I’m wondering because the scores I get locally don’t match the ones on the leaderboard.
The evaluation of the leaderboard follows a similar process as local_evaluation.py
. However, the exact prompts used to evaluate the answers are different.
Therefore, some difference between local evaluations and the leaderboard should be expected.
Thanks!
May I ask why some submissions seems correctly submitted but not graded?
For example:
“AIcrowd | Single-source Augmentation | Submissions #283034”
“AIcrowd | Single-source Augmentation | Submissions #283028” (not mine)
This should be a transient bug. We will trigger re-evaluations to them, and they should be fine after that.
I am also having a similar issue with my submission.
I get similar number of “I don’t know” responses and exact correct matches as my local evaluation. But I get zero accuracy from the judge. I feel like the judge api might have errors for my submission. If it was from my side, I wouldn’t be able to have the same missing and exact correct match counts.
Yes, it seems that a bug has recently appeared.
It looks like no one has been able to get a “correct” other than exact match.

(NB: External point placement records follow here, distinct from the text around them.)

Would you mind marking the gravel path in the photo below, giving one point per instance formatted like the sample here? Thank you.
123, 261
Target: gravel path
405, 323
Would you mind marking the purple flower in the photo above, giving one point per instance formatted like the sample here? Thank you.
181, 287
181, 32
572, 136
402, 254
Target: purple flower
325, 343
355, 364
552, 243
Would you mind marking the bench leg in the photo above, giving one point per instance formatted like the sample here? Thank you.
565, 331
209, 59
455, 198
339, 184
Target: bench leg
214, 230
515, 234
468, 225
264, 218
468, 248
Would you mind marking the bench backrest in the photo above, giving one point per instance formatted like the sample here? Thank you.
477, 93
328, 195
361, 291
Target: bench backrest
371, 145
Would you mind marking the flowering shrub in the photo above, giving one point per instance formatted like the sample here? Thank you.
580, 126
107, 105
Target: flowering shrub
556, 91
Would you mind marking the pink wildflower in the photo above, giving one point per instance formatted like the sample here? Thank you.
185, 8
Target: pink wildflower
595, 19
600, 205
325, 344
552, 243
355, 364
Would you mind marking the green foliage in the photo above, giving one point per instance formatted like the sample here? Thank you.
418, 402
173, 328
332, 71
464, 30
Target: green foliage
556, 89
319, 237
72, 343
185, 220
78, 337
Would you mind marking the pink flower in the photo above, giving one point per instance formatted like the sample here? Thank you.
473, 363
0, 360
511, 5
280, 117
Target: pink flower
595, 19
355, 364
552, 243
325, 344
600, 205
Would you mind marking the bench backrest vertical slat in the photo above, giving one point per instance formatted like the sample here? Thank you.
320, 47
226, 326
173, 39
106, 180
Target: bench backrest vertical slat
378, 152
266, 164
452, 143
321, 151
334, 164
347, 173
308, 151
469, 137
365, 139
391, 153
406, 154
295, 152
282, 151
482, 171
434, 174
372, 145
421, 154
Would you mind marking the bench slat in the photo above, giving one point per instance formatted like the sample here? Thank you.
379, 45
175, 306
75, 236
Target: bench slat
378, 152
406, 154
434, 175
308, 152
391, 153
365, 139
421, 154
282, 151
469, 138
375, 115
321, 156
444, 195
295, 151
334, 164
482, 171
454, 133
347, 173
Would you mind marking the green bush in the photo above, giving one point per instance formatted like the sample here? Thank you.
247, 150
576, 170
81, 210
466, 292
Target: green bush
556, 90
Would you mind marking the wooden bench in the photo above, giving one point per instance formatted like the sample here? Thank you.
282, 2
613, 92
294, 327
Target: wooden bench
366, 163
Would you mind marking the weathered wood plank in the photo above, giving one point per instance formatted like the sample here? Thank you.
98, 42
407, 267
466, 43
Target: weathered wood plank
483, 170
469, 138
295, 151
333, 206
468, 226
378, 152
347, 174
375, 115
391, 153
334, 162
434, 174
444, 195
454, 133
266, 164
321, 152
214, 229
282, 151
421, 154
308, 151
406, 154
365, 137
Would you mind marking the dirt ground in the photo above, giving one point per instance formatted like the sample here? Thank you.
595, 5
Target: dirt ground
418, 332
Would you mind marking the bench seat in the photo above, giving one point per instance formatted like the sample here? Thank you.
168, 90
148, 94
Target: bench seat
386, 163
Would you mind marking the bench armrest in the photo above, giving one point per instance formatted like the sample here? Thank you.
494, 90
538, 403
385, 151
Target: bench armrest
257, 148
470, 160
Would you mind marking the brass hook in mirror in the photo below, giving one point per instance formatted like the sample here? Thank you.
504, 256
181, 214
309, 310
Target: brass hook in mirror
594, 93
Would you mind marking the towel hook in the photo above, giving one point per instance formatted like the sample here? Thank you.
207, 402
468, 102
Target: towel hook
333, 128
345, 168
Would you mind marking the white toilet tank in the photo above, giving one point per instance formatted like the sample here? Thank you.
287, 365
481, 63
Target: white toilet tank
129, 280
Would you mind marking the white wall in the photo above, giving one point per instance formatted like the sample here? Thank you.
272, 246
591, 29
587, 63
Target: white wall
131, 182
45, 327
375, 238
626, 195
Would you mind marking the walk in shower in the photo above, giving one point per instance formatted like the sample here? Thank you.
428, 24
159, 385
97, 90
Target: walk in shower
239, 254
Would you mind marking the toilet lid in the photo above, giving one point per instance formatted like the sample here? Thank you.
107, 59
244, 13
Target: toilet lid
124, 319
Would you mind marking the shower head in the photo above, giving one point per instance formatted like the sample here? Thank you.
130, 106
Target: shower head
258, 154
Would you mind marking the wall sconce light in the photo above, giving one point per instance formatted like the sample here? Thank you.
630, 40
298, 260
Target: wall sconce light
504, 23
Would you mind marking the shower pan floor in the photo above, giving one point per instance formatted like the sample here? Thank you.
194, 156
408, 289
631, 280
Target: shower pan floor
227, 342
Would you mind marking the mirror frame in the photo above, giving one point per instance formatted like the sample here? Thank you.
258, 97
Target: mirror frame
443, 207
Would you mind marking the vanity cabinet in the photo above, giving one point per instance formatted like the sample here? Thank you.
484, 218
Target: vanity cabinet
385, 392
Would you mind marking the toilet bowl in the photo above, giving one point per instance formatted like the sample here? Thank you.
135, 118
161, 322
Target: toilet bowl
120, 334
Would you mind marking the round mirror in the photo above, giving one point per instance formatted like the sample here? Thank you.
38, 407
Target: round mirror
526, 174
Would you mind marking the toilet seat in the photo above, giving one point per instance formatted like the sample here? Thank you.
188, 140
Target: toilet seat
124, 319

Even when submitting the exact same commit as a submission that achieved “correct” on April 29, I can’t get the same score.
@yilun_jin8
Did you make any changes to the evaluation metric since then?
We will investigate this and come back to you as soon as possible.
@Camaro @aerdem4 We have found the cause of the error and it’s been fixed. We have triggered re-evaluations on the recent submissions, and you will see correct scores after the re-evaluations are done.
Thanks, have you completed the process? It seems that some submissions have not been re-evaluated yet.